You don't need to pick something complicated. The simplest skills are often the most useful. "Always use our company's SQL naming conventions" is a perfectly good first skill.

Pro Tip: Look at your last 20 conversations with your AI agent. What did you correct most often? That's your first skill.

Step 2: Create the SKILL.md File

Every skill lives in a single file called SKILL.md.

Create it anywhere on your machine. We'll move it to the right location in Step 7.

The file has two parts:

Part 1: YAML Frontmatter

This is the metadata at the very top of the file, wrapped in triple dashes:

---
name: my-first-skill
description: "A brief description of what this skill does and when to use it"
---

That's the entire metadata section.

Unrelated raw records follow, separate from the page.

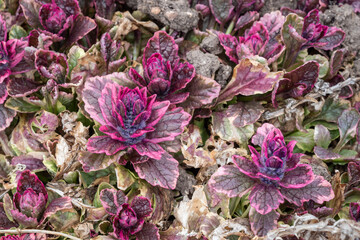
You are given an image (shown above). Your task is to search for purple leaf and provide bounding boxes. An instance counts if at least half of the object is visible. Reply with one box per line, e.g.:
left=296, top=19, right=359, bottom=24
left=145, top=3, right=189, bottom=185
left=19, top=0, right=41, bottom=28
left=133, top=153, right=179, bottom=189
left=259, top=11, right=285, bottom=64
left=143, top=31, right=179, bottom=66
left=218, top=33, right=239, bottom=64
left=82, top=73, right=134, bottom=124
left=251, top=123, right=275, bottom=146
left=41, top=197, right=73, bottom=223
left=0, top=16, right=7, bottom=42
left=234, top=11, right=259, bottom=31
left=95, top=0, right=116, bottom=19
left=249, top=208, right=280, bottom=236
left=335, top=109, right=360, bottom=150
left=7, top=77, right=41, bottom=97
left=135, top=223, right=160, bottom=240
left=272, top=61, right=319, bottom=106
left=347, top=162, right=360, bottom=186
left=281, top=13, right=307, bottom=69
left=148, top=107, right=191, bottom=143
left=86, top=136, right=128, bottom=156
left=100, top=188, right=127, bottom=215
left=217, top=59, right=283, bottom=103
left=0, top=203, right=17, bottom=229
left=131, top=196, right=153, bottom=218
left=249, top=184, right=284, bottom=214
left=279, top=164, right=314, bottom=188
left=16, top=170, right=47, bottom=199
left=35, top=49, right=69, bottom=84
left=325, top=49, right=345, bottom=79
left=208, top=165, right=255, bottom=197
left=209, top=0, right=234, bottom=24
left=280, top=176, right=334, bottom=206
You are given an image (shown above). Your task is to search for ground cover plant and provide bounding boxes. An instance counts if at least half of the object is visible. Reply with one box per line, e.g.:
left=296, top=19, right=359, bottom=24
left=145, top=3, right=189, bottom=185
left=0, top=0, right=360, bottom=240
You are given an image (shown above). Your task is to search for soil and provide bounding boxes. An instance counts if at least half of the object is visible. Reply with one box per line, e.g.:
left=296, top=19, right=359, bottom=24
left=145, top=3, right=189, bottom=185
left=126, top=0, right=199, bottom=32
left=260, top=0, right=297, bottom=16
left=200, top=35, right=223, bottom=55
left=320, top=4, right=360, bottom=75
left=186, top=49, right=232, bottom=88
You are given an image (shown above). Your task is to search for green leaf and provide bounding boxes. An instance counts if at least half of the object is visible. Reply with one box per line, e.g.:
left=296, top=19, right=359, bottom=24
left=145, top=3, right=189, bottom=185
left=9, top=25, right=28, bottom=39
left=305, top=54, right=329, bottom=78
left=43, top=157, right=58, bottom=175
left=285, top=129, right=315, bottom=152
left=212, top=109, right=255, bottom=146
left=334, top=109, right=360, bottom=152
left=5, top=98, right=41, bottom=113
left=308, top=97, right=350, bottom=123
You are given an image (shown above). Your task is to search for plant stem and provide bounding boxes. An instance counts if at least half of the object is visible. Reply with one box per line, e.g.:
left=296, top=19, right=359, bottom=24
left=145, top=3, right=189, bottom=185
left=0, top=229, right=81, bottom=240
left=0, top=131, right=14, bottom=156
left=225, top=19, right=235, bottom=34
left=241, top=205, right=251, bottom=218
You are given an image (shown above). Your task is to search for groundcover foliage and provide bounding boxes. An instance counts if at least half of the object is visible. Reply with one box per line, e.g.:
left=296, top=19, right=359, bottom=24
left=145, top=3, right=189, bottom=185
left=0, top=0, right=360, bottom=240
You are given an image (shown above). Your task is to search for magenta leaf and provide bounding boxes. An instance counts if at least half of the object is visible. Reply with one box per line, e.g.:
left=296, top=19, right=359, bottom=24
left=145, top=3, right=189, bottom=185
left=259, top=11, right=285, bottom=64
left=129, top=31, right=195, bottom=104
left=208, top=165, right=255, bottom=197
left=148, top=107, right=191, bottom=143
left=35, top=49, right=69, bottom=84
left=349, top=203, right=360, bottom=222
left=133, top=153, right=179, bottom=189
left=280, top=176, right=334, bottom=206
left=217, top=59, right=282, bottom=103
left=135, top=223, right=160, bottom=240
left=347, top=162, right=360, bottom=186
left=7, top=77, right=41, bottom=97
left=87, top=136, right=127, bottom=155
left=234, top=11, right=259, bottom=31
left=279, top=164, right=314, bottom=188
left=218, top=33, right=239, bottom=64
left=209, top=0, right=234, bottom=24
left=19, top=0, right=41, bottom=28
left=0, top=203, right=17, bottom=229
left=272, top=61, right=319, bottom=106
left=249, top=208, right=280, bottom=236
left=0, top=16, right=7, bottom=42
left=131, top=196, right=153, bottom=218
left=249, top=184, right=284, bottom=214
left=251, top=123, right=275, bottom=146
left=0, top=104, right=16, bottom=131
left=100, top=188, right=127, bottom=215
left=41, top=197, right=73, bottom=223
left=82, top=73, right=134, bottom=124
left=95, top=0, right=116, bottom=19
left=325, top=49, right=345, bottom=79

Two fields.

  • name: A short identifier. Lowercase, hyphens instead of spaces.
  • description: A one-to-three sentence explanation of what the skill does and when it should activate.

Part 2: Instructions

Everything below the frontmatter is the actual content — the instructions, examples, and rules your AI agent will follow.

Here's the simplest possible SKILL.md structure:

---
name: my-first-skill
description: "Brief description of when to trigger this skill"
---

# My First Skill

## When to Use This Skill
[Explain when this skill should activate]

## Instructions
[Step-by-step directions]

## Examples
[Show good and bad output]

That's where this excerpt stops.